LINCOLN, Neb. (AP) — Nebraska Gov. Pete Ricketts said Monday he'll look for ways to restrict state spending in next year's session in response to a projected tax revenue shortfall.

Ricketts pledged to work with lawmakers on budget "modifications" that would bring state spending into line with money that's available, but offered few specifics.

"Certainly I'm willing to discuss different ideas about how we do that," Ricketts said at a news conference on an unrelated topic.

He wouldn't rule out tapping the state's $369 million cash reserve, commonly known as the rainy day fund. The reserve had been on pace to reach a record-high $729 million in June 2016, but has since shrunk to $369 million as lawmakers used the money to pay for earlier shortfalls and state projects.

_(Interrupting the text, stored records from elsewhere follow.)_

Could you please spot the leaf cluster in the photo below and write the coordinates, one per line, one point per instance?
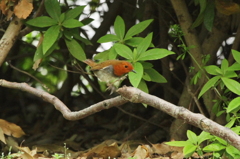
(216, 145)
(59, 25)
(137, 50)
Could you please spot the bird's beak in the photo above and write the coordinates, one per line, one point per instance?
(134, 71)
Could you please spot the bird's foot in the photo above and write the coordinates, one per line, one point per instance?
(111, 88)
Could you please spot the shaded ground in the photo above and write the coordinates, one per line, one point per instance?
(125, 132)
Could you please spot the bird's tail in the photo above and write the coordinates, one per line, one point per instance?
(89, 62)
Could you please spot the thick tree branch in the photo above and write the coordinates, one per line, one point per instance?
(133, 95)
(9, 38)
(60, 106)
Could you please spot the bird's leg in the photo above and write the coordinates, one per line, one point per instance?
(112, 87)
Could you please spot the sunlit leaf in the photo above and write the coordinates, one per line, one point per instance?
(74, 13)
(143, 86)
(75, 49)
(234, 105)
(154, 54)
(208, 85)
(145, 43)
(124, 51)
(138, 28)
(108, 38)
(135, 78)
(236, 55)
(192, 137)
(188, 150)
(53, 8)
(50, 37)
(42, 22)
(155, 76)
(232, 85)
(213, 70)
(214, 147)
(72, 23)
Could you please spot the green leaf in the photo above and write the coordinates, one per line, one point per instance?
(124, 51)
(232, 85)
(143, 46)
(231, 123)
(42, 22)
(102, 56)
(75, 49)
(138, 28)
(234, 67)
(53, 8)
(213, 70)
(178, 143)
(38, 54)
(234, 152)
(74, 13)
(155, 76)
(119, 27)
(72, 23)
(62, 17)
(87, 21)
(236, 56)
(154, 54)
(208, 85)
(234, 105)
(224, 64)
(192, 137)
(135, 41)
(188, 150)
(146, 77)
(143, 86)
(135, 78)
(50, 37)
(112, 53)
(230, 74)
(108, 38)
(209, 16)
(204, 136)
(147, 65)
(221, 141)
(214, 147)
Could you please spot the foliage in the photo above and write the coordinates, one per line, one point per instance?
(216, 145)
(59, 25)
(136, 50)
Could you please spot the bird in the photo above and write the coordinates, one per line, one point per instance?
(112, 72)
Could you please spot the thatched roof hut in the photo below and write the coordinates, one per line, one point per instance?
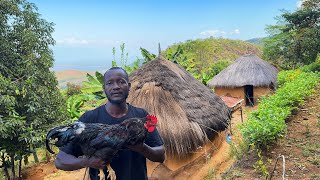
(188, 111)
(248, 77)
(246, 70)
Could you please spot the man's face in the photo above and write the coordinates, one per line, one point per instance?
(116, 86)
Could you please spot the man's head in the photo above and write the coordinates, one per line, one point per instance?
(116, 85)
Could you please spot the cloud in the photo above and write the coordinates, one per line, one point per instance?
(209, 33)
(236, 31)
(218, 33)
(75, 41)
(72, 41)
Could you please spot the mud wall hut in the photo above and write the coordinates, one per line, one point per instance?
(189, 113)
(248, 78)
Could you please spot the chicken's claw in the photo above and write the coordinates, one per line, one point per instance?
(111, 173)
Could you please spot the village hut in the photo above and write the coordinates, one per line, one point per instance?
(189, 113)
(249, 77)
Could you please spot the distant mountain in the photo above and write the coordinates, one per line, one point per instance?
(255, 41)
(202, 53)
(71, 76)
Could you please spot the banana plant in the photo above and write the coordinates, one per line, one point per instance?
(94, 85)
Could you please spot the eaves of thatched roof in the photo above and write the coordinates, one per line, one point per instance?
(246, 70)
(188, 112)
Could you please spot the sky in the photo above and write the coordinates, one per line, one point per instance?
(87, 30)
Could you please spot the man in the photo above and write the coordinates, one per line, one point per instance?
(130, 163)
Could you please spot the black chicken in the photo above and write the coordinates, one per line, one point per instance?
(102, 140)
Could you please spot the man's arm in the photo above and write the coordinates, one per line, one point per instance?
(68, 162)
(155, 154)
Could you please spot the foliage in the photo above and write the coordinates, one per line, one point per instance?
(147, 56)
(73, 89)
(260, 166)
(30, 101)
(74, 104)
(202, 57)
(313, 67)
(294, 41)
(267, 123)
(124, 60)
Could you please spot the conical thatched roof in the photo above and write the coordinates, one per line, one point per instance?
(188, 112)
(246, 70)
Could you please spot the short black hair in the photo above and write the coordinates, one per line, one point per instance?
(116, 68)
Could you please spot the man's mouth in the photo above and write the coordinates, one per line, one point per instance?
(116, 94)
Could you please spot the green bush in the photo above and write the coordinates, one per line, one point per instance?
(267, 123)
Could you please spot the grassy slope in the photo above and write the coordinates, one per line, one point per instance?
(72, 76)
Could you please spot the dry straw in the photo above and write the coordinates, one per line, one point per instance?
(189, 113)
(246, 70)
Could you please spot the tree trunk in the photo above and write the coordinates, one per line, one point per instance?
(20, 164)
(4, 165)
(12, 166)
(36, 159)
(6, 172)
(48, 157)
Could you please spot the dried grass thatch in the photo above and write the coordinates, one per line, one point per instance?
(188, 111)
(246, 70)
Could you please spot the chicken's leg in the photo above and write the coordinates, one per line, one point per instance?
(111, 173)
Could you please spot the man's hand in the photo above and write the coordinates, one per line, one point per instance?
(155, 154)
(138, 147)
(94, 162)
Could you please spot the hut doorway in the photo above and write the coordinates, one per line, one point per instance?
(248, 92)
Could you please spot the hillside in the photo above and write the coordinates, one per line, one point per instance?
(202, 53)
(72, 76)
(257, 41)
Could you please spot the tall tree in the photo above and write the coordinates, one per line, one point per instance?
(30, 101)
(294, 41)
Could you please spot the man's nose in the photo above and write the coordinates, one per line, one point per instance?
(116, 86)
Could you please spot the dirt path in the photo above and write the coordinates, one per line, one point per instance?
(300, 147)
(214, 166)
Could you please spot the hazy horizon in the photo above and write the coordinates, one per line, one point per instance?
(86, 31)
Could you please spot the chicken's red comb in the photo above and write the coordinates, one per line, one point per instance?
(153, 118)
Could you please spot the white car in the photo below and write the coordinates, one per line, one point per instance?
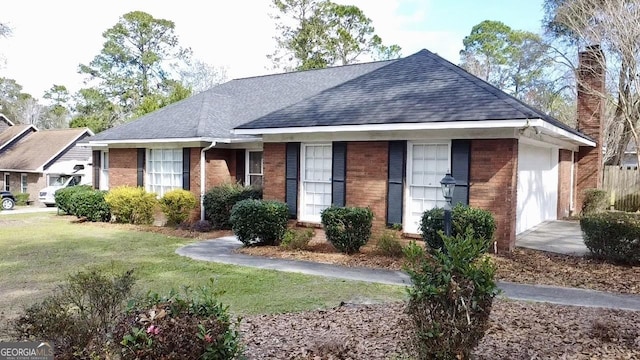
(47, 195)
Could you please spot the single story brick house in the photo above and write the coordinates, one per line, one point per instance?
(29, 157)
(378, 134)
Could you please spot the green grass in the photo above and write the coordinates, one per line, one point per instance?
(38, 251)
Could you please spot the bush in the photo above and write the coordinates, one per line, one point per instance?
(462, 217)
(297, 239)
(22, 199)
(389, 244)
(91, 205)
(187, 326)
(63, 197)
(450, 298)
(259, 222)
(201, 226)
(177, 205)
(347, 228)
(595, 200)
(80, 316)
(612, 236)
(219, 201)
(131, 205)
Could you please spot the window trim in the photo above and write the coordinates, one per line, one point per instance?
(247, 166)
(148, 172)
(406, 211)
(302, 179)
(7, 182)
(103, 183)
(24, 183)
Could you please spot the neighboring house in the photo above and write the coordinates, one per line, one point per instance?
(379, 134)
(28, 157)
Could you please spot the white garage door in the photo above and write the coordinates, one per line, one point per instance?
(537, 186)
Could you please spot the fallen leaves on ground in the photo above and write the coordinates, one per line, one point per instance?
(518, 330)
(524, 266)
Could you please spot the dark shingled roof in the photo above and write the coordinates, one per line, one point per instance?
(419, 88)
(215, 112)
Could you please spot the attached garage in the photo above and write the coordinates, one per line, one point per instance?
(537, 197)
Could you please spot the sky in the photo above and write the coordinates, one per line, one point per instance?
(51, 38)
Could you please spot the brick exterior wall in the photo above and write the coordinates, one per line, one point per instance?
(123, 167)
(367, 172)
(493, 185)
(564, 183)
(591, 86)
(274, 167)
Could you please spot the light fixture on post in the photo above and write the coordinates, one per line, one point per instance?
(448, 184)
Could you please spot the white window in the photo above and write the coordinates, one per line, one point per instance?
(316, 180)
(164, 170)
(254, 168)
(24, 183)
(104, 171)
(7, 182)
(427, 164)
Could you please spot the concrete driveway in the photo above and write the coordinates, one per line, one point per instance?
(559, 236)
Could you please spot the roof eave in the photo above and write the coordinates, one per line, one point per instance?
(444, 125)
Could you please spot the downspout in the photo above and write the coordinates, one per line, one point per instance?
(203, 178)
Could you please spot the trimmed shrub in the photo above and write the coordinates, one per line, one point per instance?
(80, 316)
(612, 236)
(389, 244)
(297, 239)
(450, 298)
(180, 326)
(462, 217)
(201, 226)
(131, 205)
(595, 200)
(259, 222)
(219, 201)
(91, 205)
(63, 197)
(177, 205)
(22, 199)
(347, 228)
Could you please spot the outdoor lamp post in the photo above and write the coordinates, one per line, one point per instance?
(448, 184)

Nebraska is on track to face another shortfall in next year's session after the state economic forecasting board lowered its revenue estimates by $217 million for the current two-year budget cycle. The board will update its estimates again in February, in the middle of the 2018 session, but for now lawmakers face the prospect of another tight budget year.

On Friday, Ricketts announced that he has ordered state agencies to continue several cost-cutting measures that were put in place last year. The changes include a hiring freeze, a ban on non-essential travel, restrictions on equipment purchases and a reduction in money available for grants. Agencies were also warned to prepare for budget cuts and told they will see a 1 percent reduction in funding during the third and fourth quarters of the current fiscal year.

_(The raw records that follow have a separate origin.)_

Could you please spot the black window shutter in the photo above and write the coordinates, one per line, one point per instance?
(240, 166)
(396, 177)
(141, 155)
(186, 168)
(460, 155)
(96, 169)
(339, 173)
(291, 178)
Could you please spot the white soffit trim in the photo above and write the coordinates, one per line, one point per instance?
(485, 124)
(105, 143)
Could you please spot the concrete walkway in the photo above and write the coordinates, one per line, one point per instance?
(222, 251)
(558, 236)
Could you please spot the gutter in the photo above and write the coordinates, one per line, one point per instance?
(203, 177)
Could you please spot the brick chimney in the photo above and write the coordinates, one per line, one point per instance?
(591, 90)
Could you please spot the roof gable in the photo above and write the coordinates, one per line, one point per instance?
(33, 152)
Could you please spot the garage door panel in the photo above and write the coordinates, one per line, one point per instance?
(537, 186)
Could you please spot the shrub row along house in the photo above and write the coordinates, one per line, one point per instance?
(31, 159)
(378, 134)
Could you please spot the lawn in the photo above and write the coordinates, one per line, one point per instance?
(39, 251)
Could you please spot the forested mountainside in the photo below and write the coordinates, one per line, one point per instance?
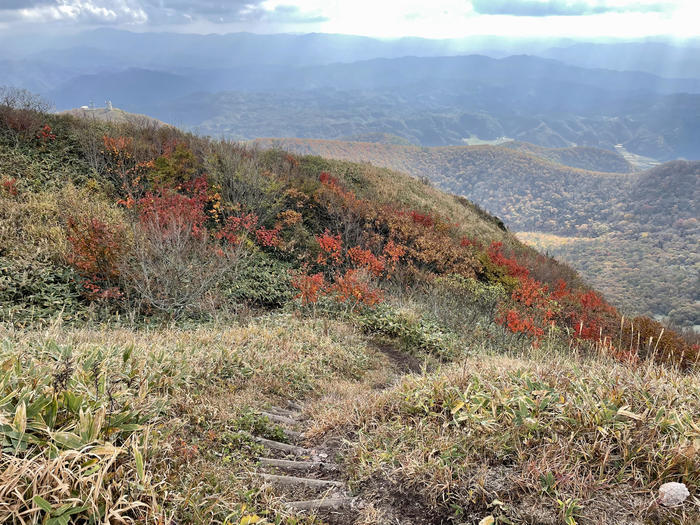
(184, 322)
(642, 224)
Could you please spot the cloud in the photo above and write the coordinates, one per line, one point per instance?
(75, 11)
(563, 7)
(153, 12)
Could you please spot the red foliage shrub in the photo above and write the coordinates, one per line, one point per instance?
(423, 219)
(45, 134)
(393, 252)
(268, 238)
(516, 322)
(331, 248)
(9, 186)
(366, 259)
(514, 269)
(97, 249)
(354, 287)
(236, 227)
(310, 287)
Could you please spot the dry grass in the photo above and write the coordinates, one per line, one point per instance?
(536, 440)
(192, 392)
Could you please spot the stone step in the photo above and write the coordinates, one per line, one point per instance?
(294, 435)
(282, 420)
(295, 406)
(293, 481)
(333, 503)
(284, 412)
(288, 464)
(283, 447)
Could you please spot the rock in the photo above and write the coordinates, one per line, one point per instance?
(673, 494)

Ricketts echoed sentiments that the lingering revenue downturn is driven at least in part by a struggling agricultural economy and its ripple effect on other industries, such as manufacturing and retail.

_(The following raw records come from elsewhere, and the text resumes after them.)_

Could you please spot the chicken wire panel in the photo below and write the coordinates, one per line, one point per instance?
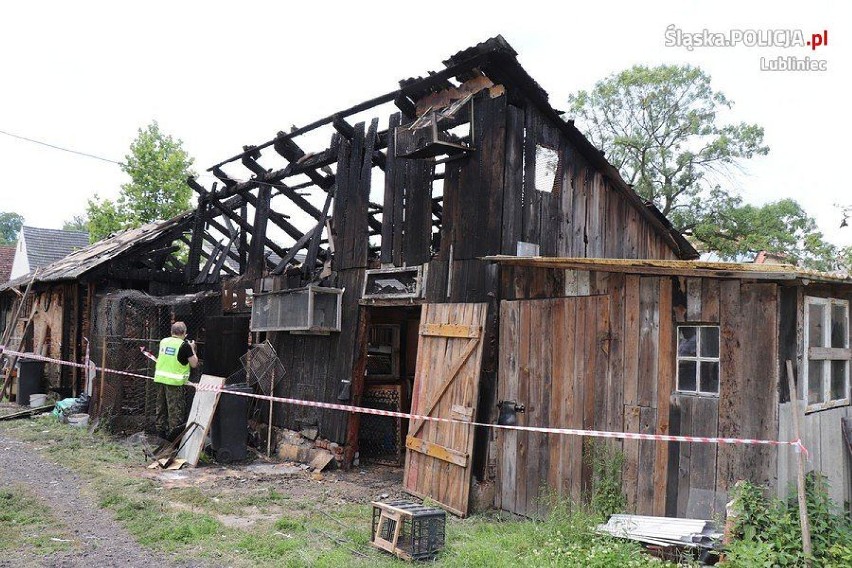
(258, 361)
(380, 437)
(124, 324)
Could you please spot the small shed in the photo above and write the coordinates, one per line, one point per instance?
(671, 347)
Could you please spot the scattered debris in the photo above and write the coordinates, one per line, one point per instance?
(27, 413)
(203, 406)
(663, 531)
(310, 433)
(409, 530)
(169, 463)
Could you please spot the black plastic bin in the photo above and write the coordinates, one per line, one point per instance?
(229, 431)
(30, 377)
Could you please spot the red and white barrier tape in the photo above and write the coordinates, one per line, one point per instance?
(797, 443)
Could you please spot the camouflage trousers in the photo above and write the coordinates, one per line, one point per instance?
(171, 409)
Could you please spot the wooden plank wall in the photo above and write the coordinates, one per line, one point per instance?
(546, 365)
(638, 391)
(584, 216)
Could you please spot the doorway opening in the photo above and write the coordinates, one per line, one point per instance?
(391, 356)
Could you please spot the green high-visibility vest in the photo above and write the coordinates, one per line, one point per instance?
(169, 370)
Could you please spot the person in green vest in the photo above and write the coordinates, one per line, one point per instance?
(176, 357)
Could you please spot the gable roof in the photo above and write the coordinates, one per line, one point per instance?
(45, 246)
(688, 268)
(497, 60)
(7, 257)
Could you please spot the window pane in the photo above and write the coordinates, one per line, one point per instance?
(546, 168)
(709, 342)
(686, 375)
(710, 376)
(839, 324)
(816, 314)
(838, 379)
(686, 338)
(815, 392)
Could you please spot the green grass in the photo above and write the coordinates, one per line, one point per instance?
(27, 523)
(295, 531)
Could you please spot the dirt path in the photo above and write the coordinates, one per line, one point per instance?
(99, 540)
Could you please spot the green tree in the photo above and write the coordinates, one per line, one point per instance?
(662, 127)
(76, 223)
(10, 226)
(158, 167)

At least two members of the budget-writing Appropriations Committee, Sens. Kate Bolz of Lincoln and John Stinner of Gering, have said they're open to drawing money from the cash reserve to cover at least part of the expected shortfall.

Bolz said last week she plans to convene a group of economic and fiscal experts to dig deeper into why the state has struggled with revenue shortfalls over the last few years. Although state economists argue that the farm economy is main driver, some advocacy groups have blamed a series of income tax cuts passed over the last decade.